Focus on your product, take care about your costumers.

This is probably what I am going to do. Creating effective licensing on my own seems somewhat impossible, and paying big money for a commercial solution so early doesn’t make sense either.

Personally I’d stay away from PACE, especially for small plugins. Without going into too much detail, but i had to go to quite a lot of trouble in the past.
The effort you’ll need to put into your licensing system mainly depens on how honest you think your customers are, and how much you want to bother them about it.
There will always be some cracks out there, so me personally wouldn’d spent too much time designing a clever scheme.
If you need offline support but don’t want to design your own licensing server, something along these lines should probably work fine:

• Generate a RSA-Key-pair, compile the public key into the plugin, keep the private one for yourself
• Let the plugin generate a machine-id (see juce docs)
• Let the user send you the id string
• Encrypt the id string using the private RSA key, send the encrypted string back to the user
• Let the plugin verify that when applying the public RSA key to the string you sent back the same machine id is obtained

If the strings match, than this means that you personally approved that this device is allowed to use your plugin.

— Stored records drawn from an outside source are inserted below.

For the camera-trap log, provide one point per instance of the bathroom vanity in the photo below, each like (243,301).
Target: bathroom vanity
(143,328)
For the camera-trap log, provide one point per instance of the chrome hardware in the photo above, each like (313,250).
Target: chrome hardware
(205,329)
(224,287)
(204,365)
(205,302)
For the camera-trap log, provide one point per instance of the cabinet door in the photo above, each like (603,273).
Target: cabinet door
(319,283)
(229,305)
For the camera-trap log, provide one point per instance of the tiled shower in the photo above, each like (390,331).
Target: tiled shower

It also means that every device must be approved by you, and there isn’t any token or license key that could be copied to another device. Since the plugin can save the encrypted id on disk, it doesn’t need internet connection to re-check whether it is licensed.

Possible attack vectors are that plugin binary is modified to simply skip this check (which is a very high bar), or maybe some methods to spoof the machine id.

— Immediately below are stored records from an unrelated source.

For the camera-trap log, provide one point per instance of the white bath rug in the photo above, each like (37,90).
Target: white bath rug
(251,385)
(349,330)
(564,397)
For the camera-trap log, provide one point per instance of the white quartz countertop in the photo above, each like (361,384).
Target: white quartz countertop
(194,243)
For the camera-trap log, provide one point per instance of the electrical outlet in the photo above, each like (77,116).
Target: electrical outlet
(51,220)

Just my two cents: really happy with keyzy so far. You can limit the number of registered devices and you only need to be online for activation/deactivation. Also it was easy to integrate with JUCE and the price is ok for us. You can try it for free too.

Another pennies worth of opinion:

when starting small either just don’t bother with licensing at all (trust your users to be honest) or implement a trivial licensing system to at least stop the casual sharing of your products (still requires trust that users won’t just share the activation key).

I went with the 2nd option, then all my plugins recently got cracked by R2R, I take it as almost a badge of honour that they were deemed worthy to crack!

I’m not a fan of needing an internet connection in order to activate, it makes it a PITA if you prefer to keep your audio computer offline.

I agree with all said here.
If I were to start with plugins again, I would simply add a nagging screen to buy, that appears after 30 seconds and reappears every 5 minutes or so. The user needs to click that away, and has to buy a “pseudo secret” code the users have to buy and enter.
That code will be shared eventually, but at least you get something from the honest users. This also helps to gauge interest without investing too much. You will see how much use there will be.

Pro-Tip: add some analytics (anonympous counter, careful with GDPR) and a field to signup to your newsletter, that might turn out to be even more valuable than the income…

Thank you so much, everyone, for your valuable insights. I am probably going to go with some simple solution that would only prevent casual sharing. I had this one idea with Easy Digital Downloads’ licensing addon. The addon would provide the license-key generation and an API for activation, validity checking, and things like that. By design, the API call to activate a license takes an URL, since WordPress plugin licenses are website tied. You can, however, pass any identifier you want. I’d use a machine-id from the user’s computer. The license key and machine-id are then stored somewhere in the user’s computer. Every once in a while, the plugin would check if the stored machine-id is still the same or similar enough. This way, even if the user copies the key file and the plugin to another computer, the machine-id won’t match, and the plugin would require reactivation. Although this approach won’t prevent someone from bypassing the checking, it should be good enough for me. Anything I missed? This way, only the initial activation would need internet access.